“Fertile Ground,” an art exhibit showcasing the complex and layered works of artists María Berrío, Zoë Charlton and Joiri Minaya, opened Aug. 31 at the David Winton Bell Gallery in the List Art Center. The collaborative exhibition was largely orchestrated by Heather Bhandari, guest curator and adjunct lecturer.
“This exhibition … is about how these three artists conceptualize their identities and homelands in relationship to where they are now (in the U.S.),” Bhandari said. “It also dovetails into the conversation many of us are having as U.S. citizens: What does it mean to not be from here?”
The exhibit features an array of vibrant, colorful 2D and 3D art, which Bhandari loosely refers to as “collages,” that feature women in nature. Although united on the same gallery walls and by an overarching theme, each artist’s work reveals their individual personality, heritage and perspective on gendered, cross-cultural power structures through their artistic choices.
Berrío’s work features intricate, lively and surreal collages centered around her upbringing in Bogotá, Colombia. In her works, female subjects meld with the environment to embody the theme of transition and exemplify a partnership between the land and the body.
Charlton’s pieces compile hundreds of stickers, cut paper and gouache to create large-scale figures of women consumed by natural foliage. Paying homage to her grandmother, who was one of the first African-American females to own land in her family, Charlton underscores the duality of how women broke barriers to own property, yet were historically and routinely marked as property, Bhandari explained.
Minaya’s work explores the underlying roots of colonialism and stereotyping behind the tourist industry and associated environments. Hailing from the Dominican Republic, she emphasizes the manipulation and hyper-sexualization of female bodies amidst the tropical Caribbean landscape.
Minaya described her “Container” pieces, which feature photographs of anonymous women wearing tropical-print Spandex bodysuits that force them to strike stereotypical “#dominicanwomen” poses. By portraying the women this way, she emphasized how the women in these photos are often represented as immobile “bodies to be colonized and spaces to be conquered.” Additionally, her “Labadee” video installation narrates the colonialist elements still present within tourist resorts, like one in Haiti from which locals are banned from frequenting. In her work, Minaya exposes how the resort’s seemingly natural landscape is fabricated and “tailored to [the tourists] who can afford it,” as is expressed in written text in the video.

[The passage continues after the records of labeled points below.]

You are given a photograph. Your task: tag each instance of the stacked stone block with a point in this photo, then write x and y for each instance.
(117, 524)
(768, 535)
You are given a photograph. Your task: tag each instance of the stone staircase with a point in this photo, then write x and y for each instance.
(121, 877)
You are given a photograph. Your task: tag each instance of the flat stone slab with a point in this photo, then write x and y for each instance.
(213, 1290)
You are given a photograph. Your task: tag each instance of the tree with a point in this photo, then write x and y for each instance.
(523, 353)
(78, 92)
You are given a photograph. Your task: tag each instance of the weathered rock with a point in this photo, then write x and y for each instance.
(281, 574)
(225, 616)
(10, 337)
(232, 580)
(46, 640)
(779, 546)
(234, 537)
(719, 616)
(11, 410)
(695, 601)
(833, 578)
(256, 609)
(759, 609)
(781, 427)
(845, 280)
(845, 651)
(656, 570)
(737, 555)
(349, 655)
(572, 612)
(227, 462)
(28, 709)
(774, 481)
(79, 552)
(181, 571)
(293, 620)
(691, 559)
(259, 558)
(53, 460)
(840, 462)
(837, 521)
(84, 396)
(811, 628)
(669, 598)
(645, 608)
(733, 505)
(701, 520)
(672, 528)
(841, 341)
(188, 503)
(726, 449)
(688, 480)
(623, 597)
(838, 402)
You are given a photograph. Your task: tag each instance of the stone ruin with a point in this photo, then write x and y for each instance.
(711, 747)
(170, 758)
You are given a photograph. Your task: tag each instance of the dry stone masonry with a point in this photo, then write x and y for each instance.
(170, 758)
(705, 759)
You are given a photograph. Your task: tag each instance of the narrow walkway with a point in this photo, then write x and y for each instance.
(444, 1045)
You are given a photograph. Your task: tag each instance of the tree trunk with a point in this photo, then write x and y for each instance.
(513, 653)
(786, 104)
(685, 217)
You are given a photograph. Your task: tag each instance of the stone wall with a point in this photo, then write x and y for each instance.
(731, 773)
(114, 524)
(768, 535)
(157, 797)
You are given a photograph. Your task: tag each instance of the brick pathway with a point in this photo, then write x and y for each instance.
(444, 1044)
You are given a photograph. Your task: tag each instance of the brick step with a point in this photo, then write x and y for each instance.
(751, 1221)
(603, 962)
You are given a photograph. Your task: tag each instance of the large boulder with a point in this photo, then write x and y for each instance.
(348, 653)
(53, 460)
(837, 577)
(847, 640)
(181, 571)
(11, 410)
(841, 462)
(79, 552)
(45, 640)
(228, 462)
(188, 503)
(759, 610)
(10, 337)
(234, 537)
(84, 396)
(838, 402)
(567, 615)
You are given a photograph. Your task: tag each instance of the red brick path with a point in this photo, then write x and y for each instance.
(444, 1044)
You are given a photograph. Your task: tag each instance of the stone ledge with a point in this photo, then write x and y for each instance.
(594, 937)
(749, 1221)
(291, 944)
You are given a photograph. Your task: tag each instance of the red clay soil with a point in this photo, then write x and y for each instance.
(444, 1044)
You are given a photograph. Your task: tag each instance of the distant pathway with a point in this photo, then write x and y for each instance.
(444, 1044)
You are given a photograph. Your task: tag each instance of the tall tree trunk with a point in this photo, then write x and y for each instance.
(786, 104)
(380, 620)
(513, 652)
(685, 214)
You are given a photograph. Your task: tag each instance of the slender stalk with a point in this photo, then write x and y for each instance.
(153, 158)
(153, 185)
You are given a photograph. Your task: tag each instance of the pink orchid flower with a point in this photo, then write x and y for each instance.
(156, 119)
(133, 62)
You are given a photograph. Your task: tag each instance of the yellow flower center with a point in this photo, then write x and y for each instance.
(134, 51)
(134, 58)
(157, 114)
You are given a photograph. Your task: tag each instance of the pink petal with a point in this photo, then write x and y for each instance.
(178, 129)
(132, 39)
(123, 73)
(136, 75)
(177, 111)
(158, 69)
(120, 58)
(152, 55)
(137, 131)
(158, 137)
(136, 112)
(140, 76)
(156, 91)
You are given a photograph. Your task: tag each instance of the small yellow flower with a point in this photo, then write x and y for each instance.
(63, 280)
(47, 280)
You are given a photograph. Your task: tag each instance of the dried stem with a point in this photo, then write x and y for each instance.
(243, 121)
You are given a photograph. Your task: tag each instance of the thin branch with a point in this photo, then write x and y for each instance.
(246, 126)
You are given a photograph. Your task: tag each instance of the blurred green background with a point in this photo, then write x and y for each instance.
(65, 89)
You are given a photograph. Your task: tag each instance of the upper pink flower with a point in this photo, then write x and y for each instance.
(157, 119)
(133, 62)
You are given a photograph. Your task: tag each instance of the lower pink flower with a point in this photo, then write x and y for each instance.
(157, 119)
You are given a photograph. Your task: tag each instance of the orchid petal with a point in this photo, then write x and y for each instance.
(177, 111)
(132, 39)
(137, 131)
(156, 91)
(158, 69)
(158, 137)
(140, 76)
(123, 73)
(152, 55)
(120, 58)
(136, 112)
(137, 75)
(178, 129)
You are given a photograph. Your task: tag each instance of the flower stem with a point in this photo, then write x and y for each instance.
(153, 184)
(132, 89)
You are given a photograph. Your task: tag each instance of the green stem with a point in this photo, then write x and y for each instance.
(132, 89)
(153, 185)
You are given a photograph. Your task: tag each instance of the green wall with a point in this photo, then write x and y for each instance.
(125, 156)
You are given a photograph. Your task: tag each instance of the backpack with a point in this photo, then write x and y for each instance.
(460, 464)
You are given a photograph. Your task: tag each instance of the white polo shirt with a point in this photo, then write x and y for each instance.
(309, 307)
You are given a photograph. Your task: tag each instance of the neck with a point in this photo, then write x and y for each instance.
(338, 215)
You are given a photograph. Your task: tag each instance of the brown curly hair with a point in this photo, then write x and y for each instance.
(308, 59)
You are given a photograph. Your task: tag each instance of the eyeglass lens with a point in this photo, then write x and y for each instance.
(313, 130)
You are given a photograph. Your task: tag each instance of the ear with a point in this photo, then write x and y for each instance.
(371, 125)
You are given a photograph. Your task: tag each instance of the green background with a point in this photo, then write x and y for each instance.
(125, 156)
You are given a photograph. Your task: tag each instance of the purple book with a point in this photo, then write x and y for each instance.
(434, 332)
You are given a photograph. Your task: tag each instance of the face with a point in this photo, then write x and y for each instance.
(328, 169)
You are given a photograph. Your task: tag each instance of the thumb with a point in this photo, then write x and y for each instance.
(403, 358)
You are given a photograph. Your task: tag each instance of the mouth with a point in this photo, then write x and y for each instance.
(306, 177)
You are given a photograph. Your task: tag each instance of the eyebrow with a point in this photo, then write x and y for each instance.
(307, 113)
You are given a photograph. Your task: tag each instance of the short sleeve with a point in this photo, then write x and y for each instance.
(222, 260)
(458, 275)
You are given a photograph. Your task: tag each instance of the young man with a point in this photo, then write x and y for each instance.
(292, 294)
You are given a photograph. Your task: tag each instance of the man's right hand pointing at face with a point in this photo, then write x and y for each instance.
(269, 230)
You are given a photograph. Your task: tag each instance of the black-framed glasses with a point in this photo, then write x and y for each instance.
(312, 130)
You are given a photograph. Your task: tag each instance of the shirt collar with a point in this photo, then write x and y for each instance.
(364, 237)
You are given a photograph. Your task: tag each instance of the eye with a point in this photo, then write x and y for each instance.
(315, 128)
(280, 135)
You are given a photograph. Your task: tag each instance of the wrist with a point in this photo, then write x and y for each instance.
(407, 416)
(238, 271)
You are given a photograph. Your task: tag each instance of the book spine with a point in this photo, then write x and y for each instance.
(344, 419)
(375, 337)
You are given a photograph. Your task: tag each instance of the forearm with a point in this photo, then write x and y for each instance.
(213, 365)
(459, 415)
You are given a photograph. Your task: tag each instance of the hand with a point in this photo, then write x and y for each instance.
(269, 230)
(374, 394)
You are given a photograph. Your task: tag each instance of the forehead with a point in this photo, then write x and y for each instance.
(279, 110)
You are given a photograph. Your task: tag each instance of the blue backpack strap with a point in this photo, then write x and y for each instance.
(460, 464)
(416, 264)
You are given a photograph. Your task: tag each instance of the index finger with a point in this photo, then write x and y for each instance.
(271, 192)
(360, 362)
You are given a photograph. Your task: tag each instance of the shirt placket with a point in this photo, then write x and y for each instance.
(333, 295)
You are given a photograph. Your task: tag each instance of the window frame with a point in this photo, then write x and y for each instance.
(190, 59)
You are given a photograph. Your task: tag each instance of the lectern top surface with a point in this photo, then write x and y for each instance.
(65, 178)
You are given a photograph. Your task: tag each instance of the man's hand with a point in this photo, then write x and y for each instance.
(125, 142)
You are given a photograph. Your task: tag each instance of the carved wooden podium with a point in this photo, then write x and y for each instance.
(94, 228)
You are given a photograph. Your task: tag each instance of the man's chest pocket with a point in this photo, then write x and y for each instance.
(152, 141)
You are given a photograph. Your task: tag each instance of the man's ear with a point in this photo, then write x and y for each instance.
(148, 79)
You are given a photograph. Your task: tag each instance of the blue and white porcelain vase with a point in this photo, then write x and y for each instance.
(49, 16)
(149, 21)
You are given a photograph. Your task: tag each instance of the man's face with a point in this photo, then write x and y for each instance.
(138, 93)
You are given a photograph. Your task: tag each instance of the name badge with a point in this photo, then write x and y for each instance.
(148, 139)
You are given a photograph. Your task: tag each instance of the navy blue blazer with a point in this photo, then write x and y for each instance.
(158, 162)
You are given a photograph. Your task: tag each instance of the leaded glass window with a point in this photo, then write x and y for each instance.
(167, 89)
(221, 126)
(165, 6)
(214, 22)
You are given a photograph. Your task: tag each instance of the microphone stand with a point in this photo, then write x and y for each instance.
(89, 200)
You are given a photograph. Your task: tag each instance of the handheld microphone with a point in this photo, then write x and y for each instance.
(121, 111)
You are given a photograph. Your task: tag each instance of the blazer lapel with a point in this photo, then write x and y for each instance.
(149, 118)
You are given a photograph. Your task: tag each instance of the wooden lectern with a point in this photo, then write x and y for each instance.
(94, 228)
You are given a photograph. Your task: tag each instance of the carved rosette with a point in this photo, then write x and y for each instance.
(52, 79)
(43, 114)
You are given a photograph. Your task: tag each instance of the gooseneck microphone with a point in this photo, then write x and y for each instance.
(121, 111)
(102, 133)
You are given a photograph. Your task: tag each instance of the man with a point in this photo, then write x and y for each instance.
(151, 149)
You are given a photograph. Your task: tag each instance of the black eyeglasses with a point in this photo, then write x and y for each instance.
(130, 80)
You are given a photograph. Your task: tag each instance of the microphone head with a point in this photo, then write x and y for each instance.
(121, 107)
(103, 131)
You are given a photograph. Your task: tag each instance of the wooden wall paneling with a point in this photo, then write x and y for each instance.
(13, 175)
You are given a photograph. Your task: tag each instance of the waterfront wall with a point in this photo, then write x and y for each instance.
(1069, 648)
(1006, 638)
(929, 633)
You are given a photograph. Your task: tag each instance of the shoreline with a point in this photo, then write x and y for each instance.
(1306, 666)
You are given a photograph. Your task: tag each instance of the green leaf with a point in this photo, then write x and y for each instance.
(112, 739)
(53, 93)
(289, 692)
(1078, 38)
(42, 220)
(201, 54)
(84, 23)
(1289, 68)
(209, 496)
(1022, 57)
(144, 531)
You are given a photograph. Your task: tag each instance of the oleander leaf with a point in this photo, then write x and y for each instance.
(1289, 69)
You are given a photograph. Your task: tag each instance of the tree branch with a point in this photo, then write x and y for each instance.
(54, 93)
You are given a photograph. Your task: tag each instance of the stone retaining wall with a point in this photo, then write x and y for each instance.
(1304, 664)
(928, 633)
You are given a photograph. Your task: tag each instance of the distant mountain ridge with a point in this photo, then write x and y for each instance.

When asked what she most wanted viewers to take away from “Fertile Ground,” Minaya’s answer was simple: “A reconsideration. … An awareness. … A consciousness.” Minaya’s desires for such a reckoning is better understood in the context of the curated works of Berrío, Charlton and Minaya together. In vibrant colors and multimedia installations, the pieces question the historical and current connotations of female and foreign, of body and land, of conquest and colonialism, of then and now. Together, their mediums amass a powerful, three-pronged dialogue on many relevant political conversations that navigate our society today.
Hannah Ponce ’22 was moved by the exhibit upon entering. Referring to Charlton’s work, she said that although “historically African-American women have been depicted in art as the ‘sexy mulatta’ or the ‘masculine mammy,’ Charlton makes a point of defying these cultural tropes by paying homage to their strength ... through explosive natural imagery. It’s powerful.”
Ponce’s realization shows that indeed, Minaya’s wish, a simple, empathetic reconsideration by the viewer, is possible.
The official opening reception of “Fertile Ground” will take place at the Bell Gallery at 5:30 PM, Sept. 13. The exhibit is on display until Nov. 3.
Correction: A previous version of this article stated that Zoë Charlton's piece paid homage to her grandmother, "who was one of the first African-American females to own land in the United States." In fact, her grandmother was one of the first African-American females to own land in her family. The Herald regrets the error.